Na obra de Marcos Bagno (2006), a personagem Irene diz que:

O português não-padrão é a língua da grande maioria pobre e dos analfabetos do nosso


povo, Verinha. É também, consequentemente, a língua das crianças pobres e carentes
que frequentam as escolas públicas.” (BAGNO, 2006, p.31).

A linguagem de Carolina está carregada de valor social e cultural, e isso foi respeitado na
publicação da obra.

Na obra, é possível perceber que Carolina Maria de Jesus troca o uso do L pelo R. É importante
ressaltar que isto não é um erro. “Dizer pranta no lugar de planta não é um erro: é um fenômeno
chamado rotacismo, que acontece nas mais diversas regiões do país e que participou da
formação da língua portuguesa padrão ao longo dos séculos.” (BAGNO, 2006 P.38).

A obra Quarto de Despejo – Diário de uma favelada, traz uma linguagem corporificada na
escrita, e é por meio dela que a autora apresenta os seus discursos, fazendo uma alusão à sua
vida difícil na favela, ao descaso político em relação aos pobres, negros e favelados, ao mundo
de trabalho dos indivíduos marginalizados, a situação econômica da época, sua percepção
acerca do amor, família, amizades, o desejo de sair da favela para viver em um lugar melhor.

Carolina Maria de Jesus usa da linguagem como uma válvula de escape, uma distração em meio
a dureza do cotidiano.
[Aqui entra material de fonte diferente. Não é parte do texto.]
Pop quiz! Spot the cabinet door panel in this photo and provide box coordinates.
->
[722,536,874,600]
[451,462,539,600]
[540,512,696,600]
A obra apresenta denúncia social e resistência, alguns trechos vêm
trazendo essa denúncia e resistência, como: “Quem não conhece a fome há de dizer: ‘quem
escreve isso é louco’. Mas quem passa fome há de dizer: ‘muito bem, Carolina’. Os gêneros
alimentícios de ser ao alcance de todos” (JESUS, 2014, p38), “Eu classifico São Paulo assim:
o palácio é a sala de jantar e a cidade é o jardim. E a favela é quintal onde jogam os lixos”
(JESUS. 2014, p.32), “Estou residindo na favela. Mas se Deus me ajudar hei de mudar daqui.
Espero que os políticos estingue as favelas.” (JESUS, 2014, p.17), “É que eu estou escrevendo
um livro, para vendê-lo. Viso com esse dinheiro comprar um terreno para eu sair da favela.”
(JESUS, 2014 (p.24).

A obra de Carolina Maria de Jesus é atemporal, pois, apesar de ter sido publicado em 1960, há
63 anos atrás, a realidade da favela e a vida de miséria dos pobres não mudou. Os mesmos
problemas ainda são enfrentados, ainda existem muitos pobres que criam os seus filhos com
dificuldade, as favelas ainda são negligenciadas e marginalizadas, os alimentos ainda estão com
os custos elevados, as crianças ricas ainda brincam com seus brinquedos preferidos enquanto
os pobres acompanham os pais no trabalho, a solidão da mulher preta ainda é latente. Essas e
outras problemáticas apresentadas na obra, ainda perduram nos dias de hoje.